Ecker agreed turnout was enough.

“If you can get those horses outside they’ll keep themselves active as they need to,” she said. She also agreed riders should weigh the impact on the health system every time they get on a horse.

“One, there’s enough pressure on the health workers right now because there’s just so many needs of people, and two, you have to think about yourself,” Ecker said.

“If you end up going into the emergency wing, is that not increasing your risk of infectious disease? And the answer to that is yes.”

Not being able to ride, get to the barn where their horse is boarded or bring their coach in will also have an impact on riders who are training for the upcoming show season.

Many shows have already been cancelled, but it gets complicated when riders are trying to earn points for qualification in future shows.

“That all has impact on your ability to move up in the sports levels; it may have an impact on the breeding potential of your horses because you’re going to breed to winning horses and if you lose a season of winning on your horse that affects stud price and the broodmare, etcetera,” Ecker said.

She added the welfare of horses becomes a concern when boarding facilities need to cut back on staff because they either can’t come to the facility or the barn can’t afford to pay them.

However, for Johnston, her son and daughter came to stay with her on the farm and are helping her out with barn tasks.

They also have a few people coming onto the property to help care for the horses at various scheduled times throughout the day.

However, in order to do that, the entire barn is disinfected after each group leaves. This is why Ecker said it’s so difficult for boarders to get out to see their horses.

While visits could be staggered to maintain physical distancing, it would be impossible to fully disinfect the whole barn.

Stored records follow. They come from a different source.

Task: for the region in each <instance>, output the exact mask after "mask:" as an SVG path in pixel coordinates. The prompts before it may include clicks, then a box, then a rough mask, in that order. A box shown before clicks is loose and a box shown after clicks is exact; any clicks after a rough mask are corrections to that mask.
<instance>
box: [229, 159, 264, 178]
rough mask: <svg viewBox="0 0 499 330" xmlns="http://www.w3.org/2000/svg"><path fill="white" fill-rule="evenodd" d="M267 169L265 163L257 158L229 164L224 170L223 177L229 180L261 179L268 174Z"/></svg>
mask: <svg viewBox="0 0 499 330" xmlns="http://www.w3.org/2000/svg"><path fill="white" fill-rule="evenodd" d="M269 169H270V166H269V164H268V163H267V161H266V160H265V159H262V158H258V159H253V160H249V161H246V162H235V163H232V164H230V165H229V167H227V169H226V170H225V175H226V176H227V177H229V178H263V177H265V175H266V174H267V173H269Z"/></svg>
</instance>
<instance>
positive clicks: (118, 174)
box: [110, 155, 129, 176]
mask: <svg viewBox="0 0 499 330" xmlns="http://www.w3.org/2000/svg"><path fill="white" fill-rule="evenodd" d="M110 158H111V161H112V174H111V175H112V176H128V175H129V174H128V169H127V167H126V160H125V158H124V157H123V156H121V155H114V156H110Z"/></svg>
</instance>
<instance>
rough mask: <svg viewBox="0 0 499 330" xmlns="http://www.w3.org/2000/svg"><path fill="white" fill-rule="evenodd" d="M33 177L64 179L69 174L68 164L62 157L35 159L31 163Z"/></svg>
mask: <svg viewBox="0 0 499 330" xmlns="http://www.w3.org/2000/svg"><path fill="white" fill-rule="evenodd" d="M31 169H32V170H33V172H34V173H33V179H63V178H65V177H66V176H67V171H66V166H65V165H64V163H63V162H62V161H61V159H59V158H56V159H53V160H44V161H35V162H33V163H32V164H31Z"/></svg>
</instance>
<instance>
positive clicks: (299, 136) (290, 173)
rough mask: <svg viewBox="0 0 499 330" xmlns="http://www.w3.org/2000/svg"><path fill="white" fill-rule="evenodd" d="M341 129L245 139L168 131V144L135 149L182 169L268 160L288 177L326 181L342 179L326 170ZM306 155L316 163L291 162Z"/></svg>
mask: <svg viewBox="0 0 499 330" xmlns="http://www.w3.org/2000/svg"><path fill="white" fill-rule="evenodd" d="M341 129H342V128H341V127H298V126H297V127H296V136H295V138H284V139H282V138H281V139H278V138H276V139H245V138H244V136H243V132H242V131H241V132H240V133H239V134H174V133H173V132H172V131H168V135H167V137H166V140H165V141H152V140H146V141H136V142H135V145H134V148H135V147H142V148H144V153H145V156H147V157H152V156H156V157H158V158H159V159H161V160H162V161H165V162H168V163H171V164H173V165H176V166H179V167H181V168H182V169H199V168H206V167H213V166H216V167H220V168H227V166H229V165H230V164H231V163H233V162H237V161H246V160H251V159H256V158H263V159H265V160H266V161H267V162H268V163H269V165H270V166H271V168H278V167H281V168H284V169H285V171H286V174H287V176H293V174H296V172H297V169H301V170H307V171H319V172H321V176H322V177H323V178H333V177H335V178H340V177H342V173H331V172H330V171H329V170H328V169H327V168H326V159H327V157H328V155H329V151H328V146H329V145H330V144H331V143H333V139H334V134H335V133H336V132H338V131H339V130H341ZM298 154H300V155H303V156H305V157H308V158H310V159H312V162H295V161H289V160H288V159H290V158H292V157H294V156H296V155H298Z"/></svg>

Coming out the other side of this pandemic, Johnson said she will wait to open until it is clear and safe.

“We’re not quite sure exactly how we’re going to do things yet, but as soon as we get the go ahead the first thing we’ll do is bring in riders and get our horses back in condition. “The welfare of the animal comes first.”

Johnson is looking forward to the time when her lesson riders can come back out to the barn.

“Just getting some of my kids back would just be utopia for me,” she said. “I’m very much missing my kids.”